Je ne saisi pas ta motivation, mais ça a l’air magnifique
Et tu me vois navré que ta vie ait viré au tragique.
Comme je te l’ai dit, tu es différent, tu m’inspires confiance.
À toi et toi seul, je vais accorder une chance.
Je vais te suivre de loin, jusqu’à ta destination,
Tu ne me verras pas, je serais dans tes talons.
Car là est mon secret, je me cache juste sous votre nez
Là où personne ne pense jamais à regarder.
J’apprécie ton aide, mais ça ne sert à rien
Car je suis bloqué ici, dans ce désert sans fin.
Celui qui me transportait ne peut plus venir
Car s’il apparaît encore, je risque de mourir.
Donc tu es venu chez moi pour rien ?
Sans plan B, sans, pour partir, un autre moyen ?
Moi qui te prenait pour un elfe malin,
Je me rends compte que tu n’es qu’un crétin.
C’est l’effet de l’amour, j’étais trop enthousiaste
Trop excité, je n’ai pas pensé aux détails.

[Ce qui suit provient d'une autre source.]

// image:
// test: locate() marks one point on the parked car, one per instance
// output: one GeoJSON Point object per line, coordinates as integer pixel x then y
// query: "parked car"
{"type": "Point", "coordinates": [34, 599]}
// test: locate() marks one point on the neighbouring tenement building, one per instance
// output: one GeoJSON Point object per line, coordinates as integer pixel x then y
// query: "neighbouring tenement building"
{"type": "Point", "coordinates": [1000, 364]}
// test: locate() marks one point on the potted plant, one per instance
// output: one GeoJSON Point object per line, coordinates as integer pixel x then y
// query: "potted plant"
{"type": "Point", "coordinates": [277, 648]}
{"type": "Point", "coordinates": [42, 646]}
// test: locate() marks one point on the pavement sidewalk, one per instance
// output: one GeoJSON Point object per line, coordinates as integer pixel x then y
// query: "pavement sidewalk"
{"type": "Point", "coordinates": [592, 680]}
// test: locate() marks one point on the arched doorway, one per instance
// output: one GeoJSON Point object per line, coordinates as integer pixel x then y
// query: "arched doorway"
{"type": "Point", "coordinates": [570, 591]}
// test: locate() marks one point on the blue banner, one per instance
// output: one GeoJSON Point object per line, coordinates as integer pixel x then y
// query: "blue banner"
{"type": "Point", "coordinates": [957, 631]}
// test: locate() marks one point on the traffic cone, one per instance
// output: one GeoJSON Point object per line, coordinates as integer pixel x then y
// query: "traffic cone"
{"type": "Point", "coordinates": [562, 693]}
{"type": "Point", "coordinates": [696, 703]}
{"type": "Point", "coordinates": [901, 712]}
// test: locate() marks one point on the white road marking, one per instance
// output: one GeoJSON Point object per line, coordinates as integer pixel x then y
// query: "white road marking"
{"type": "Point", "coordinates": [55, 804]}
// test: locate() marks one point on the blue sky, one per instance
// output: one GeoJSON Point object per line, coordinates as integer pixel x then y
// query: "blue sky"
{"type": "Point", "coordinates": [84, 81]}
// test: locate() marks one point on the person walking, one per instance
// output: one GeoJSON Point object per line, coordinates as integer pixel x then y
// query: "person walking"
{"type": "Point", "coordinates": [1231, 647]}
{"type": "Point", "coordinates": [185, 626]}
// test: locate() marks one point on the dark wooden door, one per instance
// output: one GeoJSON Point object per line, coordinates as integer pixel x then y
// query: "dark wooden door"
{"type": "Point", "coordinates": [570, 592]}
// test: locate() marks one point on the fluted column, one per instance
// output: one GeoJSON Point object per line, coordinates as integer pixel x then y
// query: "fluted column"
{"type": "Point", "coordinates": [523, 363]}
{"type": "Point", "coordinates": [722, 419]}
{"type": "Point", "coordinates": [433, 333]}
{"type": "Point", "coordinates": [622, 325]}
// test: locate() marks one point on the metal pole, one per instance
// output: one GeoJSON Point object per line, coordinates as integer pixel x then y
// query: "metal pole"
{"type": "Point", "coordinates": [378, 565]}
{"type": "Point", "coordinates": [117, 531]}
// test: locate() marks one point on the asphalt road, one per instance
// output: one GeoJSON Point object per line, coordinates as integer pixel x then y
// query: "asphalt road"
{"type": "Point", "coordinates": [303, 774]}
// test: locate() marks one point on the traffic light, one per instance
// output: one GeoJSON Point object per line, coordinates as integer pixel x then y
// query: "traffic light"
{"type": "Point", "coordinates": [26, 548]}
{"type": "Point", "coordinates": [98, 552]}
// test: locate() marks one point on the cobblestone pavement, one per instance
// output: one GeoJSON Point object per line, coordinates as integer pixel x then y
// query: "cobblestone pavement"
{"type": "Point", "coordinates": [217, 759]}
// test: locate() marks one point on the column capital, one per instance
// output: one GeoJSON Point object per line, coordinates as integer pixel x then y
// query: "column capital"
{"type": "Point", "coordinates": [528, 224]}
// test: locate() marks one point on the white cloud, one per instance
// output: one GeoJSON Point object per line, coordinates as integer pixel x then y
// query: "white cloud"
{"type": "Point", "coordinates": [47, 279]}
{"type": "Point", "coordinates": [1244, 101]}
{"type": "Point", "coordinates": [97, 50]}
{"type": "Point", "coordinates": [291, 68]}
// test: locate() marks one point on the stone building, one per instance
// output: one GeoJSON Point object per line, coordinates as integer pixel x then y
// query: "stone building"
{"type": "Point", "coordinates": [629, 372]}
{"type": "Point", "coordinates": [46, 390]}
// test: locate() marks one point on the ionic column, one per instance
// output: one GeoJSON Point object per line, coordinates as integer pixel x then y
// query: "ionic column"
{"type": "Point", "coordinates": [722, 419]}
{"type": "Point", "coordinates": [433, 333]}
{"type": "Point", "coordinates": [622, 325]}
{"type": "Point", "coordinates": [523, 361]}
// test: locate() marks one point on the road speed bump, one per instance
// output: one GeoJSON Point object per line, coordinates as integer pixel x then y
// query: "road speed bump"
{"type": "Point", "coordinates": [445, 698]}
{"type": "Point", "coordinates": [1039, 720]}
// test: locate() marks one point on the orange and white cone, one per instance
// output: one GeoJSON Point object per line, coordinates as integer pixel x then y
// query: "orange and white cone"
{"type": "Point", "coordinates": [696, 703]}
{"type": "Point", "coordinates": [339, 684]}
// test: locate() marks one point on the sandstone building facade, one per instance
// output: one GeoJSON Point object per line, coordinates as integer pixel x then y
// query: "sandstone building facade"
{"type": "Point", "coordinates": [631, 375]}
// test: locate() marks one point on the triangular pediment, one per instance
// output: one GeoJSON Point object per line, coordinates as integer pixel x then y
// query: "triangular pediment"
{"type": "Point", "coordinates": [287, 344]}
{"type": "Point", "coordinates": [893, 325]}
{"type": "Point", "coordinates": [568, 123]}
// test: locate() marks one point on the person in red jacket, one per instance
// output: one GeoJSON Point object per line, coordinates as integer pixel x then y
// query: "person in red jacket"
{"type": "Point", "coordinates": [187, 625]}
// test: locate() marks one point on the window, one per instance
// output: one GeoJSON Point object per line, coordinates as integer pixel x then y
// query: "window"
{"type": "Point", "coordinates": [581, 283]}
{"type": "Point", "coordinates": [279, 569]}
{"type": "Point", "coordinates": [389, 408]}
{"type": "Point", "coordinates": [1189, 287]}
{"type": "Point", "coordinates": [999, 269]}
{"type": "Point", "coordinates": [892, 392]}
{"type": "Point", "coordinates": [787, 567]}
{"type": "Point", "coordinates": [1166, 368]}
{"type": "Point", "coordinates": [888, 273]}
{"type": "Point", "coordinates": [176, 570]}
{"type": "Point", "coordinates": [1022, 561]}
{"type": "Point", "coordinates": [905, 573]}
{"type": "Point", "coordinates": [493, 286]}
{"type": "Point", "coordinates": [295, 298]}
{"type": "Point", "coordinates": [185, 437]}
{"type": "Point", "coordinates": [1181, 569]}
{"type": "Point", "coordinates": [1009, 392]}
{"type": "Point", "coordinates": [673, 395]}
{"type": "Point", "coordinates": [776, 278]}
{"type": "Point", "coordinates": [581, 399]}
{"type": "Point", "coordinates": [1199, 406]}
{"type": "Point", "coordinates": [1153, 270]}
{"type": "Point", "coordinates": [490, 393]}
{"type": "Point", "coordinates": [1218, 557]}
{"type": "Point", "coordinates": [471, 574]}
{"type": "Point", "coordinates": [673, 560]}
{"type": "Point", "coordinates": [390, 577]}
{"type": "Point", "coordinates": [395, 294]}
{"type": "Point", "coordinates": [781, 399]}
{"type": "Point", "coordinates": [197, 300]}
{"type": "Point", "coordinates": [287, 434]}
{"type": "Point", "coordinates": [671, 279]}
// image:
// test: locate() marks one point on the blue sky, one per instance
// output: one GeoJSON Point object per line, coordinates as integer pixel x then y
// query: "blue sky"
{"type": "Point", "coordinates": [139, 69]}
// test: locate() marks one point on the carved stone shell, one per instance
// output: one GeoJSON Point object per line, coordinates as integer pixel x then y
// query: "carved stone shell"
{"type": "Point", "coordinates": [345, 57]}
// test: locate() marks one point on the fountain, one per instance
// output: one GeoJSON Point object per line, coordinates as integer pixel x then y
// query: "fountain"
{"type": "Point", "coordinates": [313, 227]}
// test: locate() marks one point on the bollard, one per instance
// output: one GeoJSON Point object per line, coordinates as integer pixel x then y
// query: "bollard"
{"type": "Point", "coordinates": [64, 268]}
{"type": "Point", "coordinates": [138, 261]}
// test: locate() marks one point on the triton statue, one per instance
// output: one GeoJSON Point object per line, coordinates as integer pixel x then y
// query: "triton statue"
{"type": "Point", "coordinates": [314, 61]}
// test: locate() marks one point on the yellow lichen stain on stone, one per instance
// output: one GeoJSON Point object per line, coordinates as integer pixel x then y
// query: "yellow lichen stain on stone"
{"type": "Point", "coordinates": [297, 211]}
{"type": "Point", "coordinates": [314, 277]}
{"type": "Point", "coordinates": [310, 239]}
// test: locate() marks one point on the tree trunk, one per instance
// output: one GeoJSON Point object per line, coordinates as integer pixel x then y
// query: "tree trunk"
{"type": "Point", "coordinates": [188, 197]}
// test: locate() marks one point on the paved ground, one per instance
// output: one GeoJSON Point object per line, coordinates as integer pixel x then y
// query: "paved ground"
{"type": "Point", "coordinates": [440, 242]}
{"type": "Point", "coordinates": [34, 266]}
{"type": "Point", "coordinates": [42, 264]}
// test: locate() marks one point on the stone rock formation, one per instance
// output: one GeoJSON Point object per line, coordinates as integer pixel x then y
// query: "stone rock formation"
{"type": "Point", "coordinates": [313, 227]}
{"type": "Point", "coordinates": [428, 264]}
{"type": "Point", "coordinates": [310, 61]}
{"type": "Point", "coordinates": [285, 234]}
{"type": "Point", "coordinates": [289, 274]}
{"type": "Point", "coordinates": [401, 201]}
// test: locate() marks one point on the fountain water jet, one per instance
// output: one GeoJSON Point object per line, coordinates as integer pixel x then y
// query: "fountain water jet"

J’avais un objectif, je n’ai pas vu plus vaste
Que ma rétribution à la fin de ce travail.
Donc tu vas mourir ici, c’est ça la fin de l’histoire ?
Tu vas t’allonger dans le sable et attendre ta fin ?
Même pas un petit combat, une élan de désespoir ?
Une ultime idée pour que ça finisse bien ?
Dans tous les sens, j’y ai pensé
J’ai même songer d’y aller à pied.
Mais la destination est tellement lointaine,
Que ça me prendra bien plus que quelques semaines.
Je n’ai aucune idée, aucune solution
Rien qui pourrait m’aider dans cette situation.
À moins que tes tours te permettent de voler
Ou à la vitesse de l’éclair, de te déplacer.
Malheureusement non, je ne suis qu’un lézard
Qui use de ruse pour échapper aux regards.
Je n’ai aucun autre secret dissimulé,
En tout cas, rien pour, dans le ciel, m’envoler. »
Mais alors que tout espoir était perdu,
Se produisit un événement inattendu.
Un vrombissement sourd se fit entendre au loin
Qui s’approchait d’eux rapidement, ils en étaient certain.
Gyron scruta l’horizon et vit un être de merveille,
Une forme qui ressemblait grandement à une abeille
Il fut pris d’une joie immense et cria sa joie
Lorsque se dessinèrent les traits de Meluka.
La reine des abeilles était venu jusqu’à lui
Avait-elle, au loin, entendu son dépit ?
Peu importe le pourquoi, il était trop heureux
De cette aide inespérée pour quitter ce lieu.
« Je me suis inquiétée lorsque je ne vous ai pas vu
À l’endroit du rendez-vous, à l’heure convenue.
Vous m’aviez mentionné votre escale ici
C’est la raison de ma venu, voir s’il y avait un souci.
Ta présence est salvatrice, tu tombes à point nommée
Jamais, je ne pense, je pourrais te remercier.
Tu l’as déjà fait, espèce de gros bêta
Te rappelles-tu que tu as sauvé mon toit ?
C’était plutôt à moi de te venir en aide.
Rendre la pareille à mon ami bipède.
Allez, grimpez vous deux, allons-y promptement
J’ai encore à nourrir des milliers d’enfants.
Le reptile se cacha dans le sac de Gyron
Il l’aidait, certes, mais ne voulait attirer l’attention.
Le trio prit la route loin de ce territoire
Pour rejoindre ensemble la montagne noire.